Horas después, la Fiscalía General de la República (FGR) emitió un comunicado en el que negó la existencia de pruebas suficientes enviadas junto a la solicitud emitida por el gobierno de Donald Trump; sin embargo, aseguró que el caso será investigado por la Fiscalía Especial para Asuntos Internacionales.
Poco antes de las 14 horas, Rubén Rocha Moya escribió en su cuenta de X un mensaje en el que rechazó las imputaciones hechas por el fiscal del Distrito Sur de Nueva York, Jay Clayton, quien lo acusa de nexos con grupos del crimen organizado que facilitan dinero y apoyo político al gobernador. Argumentó que los señalamientos carecen de fundamento y veracidad, y afirmó que esto será demostrado “en el momento oportuno”.
Rocha Moya dijo que la acusación es un ataque de las autoridades estadounidenses contra el “movimiento de la Cuarta Transformación”. De acuerdo con el gobernador, las acciones del gobierno norteamericano son parte de una estrategia para “violentar el orden constitucional” y la soberanía nacional.
El comunicado del senador Enrique Inzunza Cázarez sigue el mismo camino que el del gobernador de Sinaloa: acusó que se trata de un intento de deslegitimar a su persona y al “movimiento de la Cuarta Transformación”, a Morena y a Andrés Manuel López Obrador.
Inzunza Cázarez afirmó que la estrategia se trata de una represalia por parte del gobierno estadounidense tras la sesión del Senado realizada ayer, donde señaló que los ciudadanos de ese país que perdieron la vida en territorio nacional el pasado 19 de abril se encontraban de manera ilegal realizando funciones relacionadas con agencias de seguridad estadounidenses.

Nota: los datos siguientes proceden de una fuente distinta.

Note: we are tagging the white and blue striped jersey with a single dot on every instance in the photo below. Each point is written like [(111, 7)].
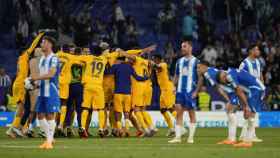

Mientras Rocha e Inzunza procuraban la defensa de su dignidad, la Secretaría de Relaciones Exteriores recibió solicitudes formales de detención y extradición para el gobernador y los nueve funcionarios señalados por el Departamento de Justicia, que posteriormente fueron turnadas a la FGR.
A las 18:10 horas, Ulises Lara López, fiscal especial en Investigación de Asuntos Relevantes y vocero de la FGR, envió un mensaje relacionado con los funcionarios acusados por el Departamento de Justicia, en el que anunció que la institución aún debe realizar todos los procedimientos necesarios para validar la solicitud.

Lara López afirmó que la FGR, a través de la Fiscalía Especial para Asuntos Internacionales, es la encargada de analizar los documentos recibidos y establecer “si existen los elementos probatorios necesarios sobre la viabilidad de la solicitud”.
Finalmente, Lara López recalcó que las leyes mexicanas señalan “que para solicitar a la autoridad judicial una orden de aprehensión se requiere presentar datos de prueba que infieran la posibilidad de que una persona ha cometido un delito” y que el tratado bilateral en materia de extradición “refiere con toda precisión que solamente se concederá la extradición si las pruebas son suficientes conforme a las leyes de la parte requerida”, es decir, de nuestro país.
Ulises Lara aseguró que la solicitud carece de elementos probatorios suficientes que aporten evidencias contundentes que respalden los hechos señalados por Estados Unidos. Refirió que la misma solicitud requiere, de acuerdo con la legislación de aquel país, no ser divulgada públicamente, pues se trata de un trámite interno entre los Estados involucrados, por lo que dar a conocer dicha información constituye un “detrimento de la naturaleza confidencial de los procedimientos penales en los Estados Unidos”.
El vocero de la FGR recordó que, en el caso de senadores y gobernadores, la legislación mexicana requiere iniciar un juicio de procedencia que retire el fuero constitucional de las personas que ocupan estos cargos, previo a la cumplimentación de cualquier orden judicial de carácter penal.